Tellingly, this three-act show—which opened with a two-tribes dance before segueing into the mainline—ended with a seven or so strong group of dresses that combined the motifs of this collection with some of the signatures first written on the runway in October 1945 by Pierre Balmain at the house’s first ever presentation. Prior even to Christian Dior, Balmain’s imagination was the fashion green shoot most at the vanguard of Paris’s post-war reconstruction and emergence.
This is the moment in a review where perhaps you might now say “despite all that,” then breezily proceed to describe the expressive clothes that were delivered in typically bombastic Rousteing style. This you could do at length, because while often excellent, this run of show needed editing against repetition. The original thematic point of the exercise had been to propose an armour against online image dysmorphia, much of whose metaphorically illustrative protective wear was inspired by the bandaging and recovery gear Rousteing had been forced to wear after suffering burns in his house fire, as well as motorsport equipment, ancient armour, modern militaria and, by the look of it, Marvel costume direction.
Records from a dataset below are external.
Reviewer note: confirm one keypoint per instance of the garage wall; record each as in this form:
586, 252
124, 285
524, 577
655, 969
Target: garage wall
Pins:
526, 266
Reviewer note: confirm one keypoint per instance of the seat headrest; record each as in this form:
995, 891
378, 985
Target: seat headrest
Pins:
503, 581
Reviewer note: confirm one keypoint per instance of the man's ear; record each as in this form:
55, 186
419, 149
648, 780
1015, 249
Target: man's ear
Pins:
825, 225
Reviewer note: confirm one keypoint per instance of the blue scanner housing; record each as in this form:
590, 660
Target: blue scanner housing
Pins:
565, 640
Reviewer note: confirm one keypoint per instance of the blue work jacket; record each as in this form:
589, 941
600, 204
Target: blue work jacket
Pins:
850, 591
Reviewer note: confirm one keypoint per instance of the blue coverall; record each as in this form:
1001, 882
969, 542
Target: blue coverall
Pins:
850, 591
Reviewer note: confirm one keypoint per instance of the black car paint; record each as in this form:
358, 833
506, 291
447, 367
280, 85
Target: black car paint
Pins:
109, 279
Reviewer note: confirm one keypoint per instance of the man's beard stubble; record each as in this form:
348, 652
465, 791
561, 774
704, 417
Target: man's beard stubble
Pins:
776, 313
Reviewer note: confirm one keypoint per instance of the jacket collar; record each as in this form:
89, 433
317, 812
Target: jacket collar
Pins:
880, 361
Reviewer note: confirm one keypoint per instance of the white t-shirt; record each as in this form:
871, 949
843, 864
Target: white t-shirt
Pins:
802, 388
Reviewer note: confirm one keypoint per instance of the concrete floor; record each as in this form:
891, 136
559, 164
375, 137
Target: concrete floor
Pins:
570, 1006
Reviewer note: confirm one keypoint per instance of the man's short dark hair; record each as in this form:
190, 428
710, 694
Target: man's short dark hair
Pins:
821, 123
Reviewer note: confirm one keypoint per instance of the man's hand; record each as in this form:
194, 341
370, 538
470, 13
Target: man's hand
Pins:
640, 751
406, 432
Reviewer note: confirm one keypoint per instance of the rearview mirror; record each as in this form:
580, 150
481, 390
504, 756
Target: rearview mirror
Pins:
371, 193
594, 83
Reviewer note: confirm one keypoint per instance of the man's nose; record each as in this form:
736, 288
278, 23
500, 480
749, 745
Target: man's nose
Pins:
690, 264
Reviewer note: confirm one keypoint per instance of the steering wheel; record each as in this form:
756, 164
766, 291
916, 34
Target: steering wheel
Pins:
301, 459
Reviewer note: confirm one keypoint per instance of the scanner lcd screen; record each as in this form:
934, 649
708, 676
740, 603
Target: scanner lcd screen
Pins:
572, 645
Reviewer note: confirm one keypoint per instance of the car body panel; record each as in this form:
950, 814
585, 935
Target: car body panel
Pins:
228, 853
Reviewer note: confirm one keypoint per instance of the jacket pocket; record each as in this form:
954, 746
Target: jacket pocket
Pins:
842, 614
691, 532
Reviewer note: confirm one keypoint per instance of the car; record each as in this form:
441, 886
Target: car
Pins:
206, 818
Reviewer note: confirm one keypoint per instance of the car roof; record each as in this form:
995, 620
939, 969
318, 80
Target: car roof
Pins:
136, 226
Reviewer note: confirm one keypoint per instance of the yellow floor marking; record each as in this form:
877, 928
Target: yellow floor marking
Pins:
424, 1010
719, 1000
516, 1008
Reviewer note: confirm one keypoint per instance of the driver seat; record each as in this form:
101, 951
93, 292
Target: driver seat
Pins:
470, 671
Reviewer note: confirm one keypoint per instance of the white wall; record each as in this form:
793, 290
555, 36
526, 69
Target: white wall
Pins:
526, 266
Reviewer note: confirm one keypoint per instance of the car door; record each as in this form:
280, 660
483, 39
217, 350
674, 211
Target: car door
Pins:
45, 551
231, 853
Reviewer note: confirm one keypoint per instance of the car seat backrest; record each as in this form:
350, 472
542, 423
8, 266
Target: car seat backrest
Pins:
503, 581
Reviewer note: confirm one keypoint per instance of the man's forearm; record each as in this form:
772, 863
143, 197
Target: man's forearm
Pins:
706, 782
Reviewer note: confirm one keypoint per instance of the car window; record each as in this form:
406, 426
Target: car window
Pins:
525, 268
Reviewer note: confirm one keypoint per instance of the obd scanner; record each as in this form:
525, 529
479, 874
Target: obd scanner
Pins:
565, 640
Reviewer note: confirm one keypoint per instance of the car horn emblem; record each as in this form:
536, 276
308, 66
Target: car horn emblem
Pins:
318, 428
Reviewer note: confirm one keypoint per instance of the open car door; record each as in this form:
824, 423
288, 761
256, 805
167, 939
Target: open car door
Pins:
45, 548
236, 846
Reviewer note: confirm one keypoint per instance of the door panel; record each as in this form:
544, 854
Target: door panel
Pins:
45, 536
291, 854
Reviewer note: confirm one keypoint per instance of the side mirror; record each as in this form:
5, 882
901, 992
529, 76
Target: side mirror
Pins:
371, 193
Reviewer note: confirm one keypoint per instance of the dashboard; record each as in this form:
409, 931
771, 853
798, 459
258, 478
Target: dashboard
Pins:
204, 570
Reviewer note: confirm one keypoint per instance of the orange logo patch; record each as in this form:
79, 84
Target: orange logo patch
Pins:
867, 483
Yet in a collection that majored on large platforms, that would be to underserve Rousteing’s approach to the limitations of the fashion show as a platform in this specific moment. After Armani he became among the first designers with commercial skin in the game to acknowledge the incapacity of a serious industry that sells the apparently trivial to confront its relationship with the horrible now, and actually to talk about it. Compared to the acts of bravery we are all currently marveling at, it was nothing: but it was also something.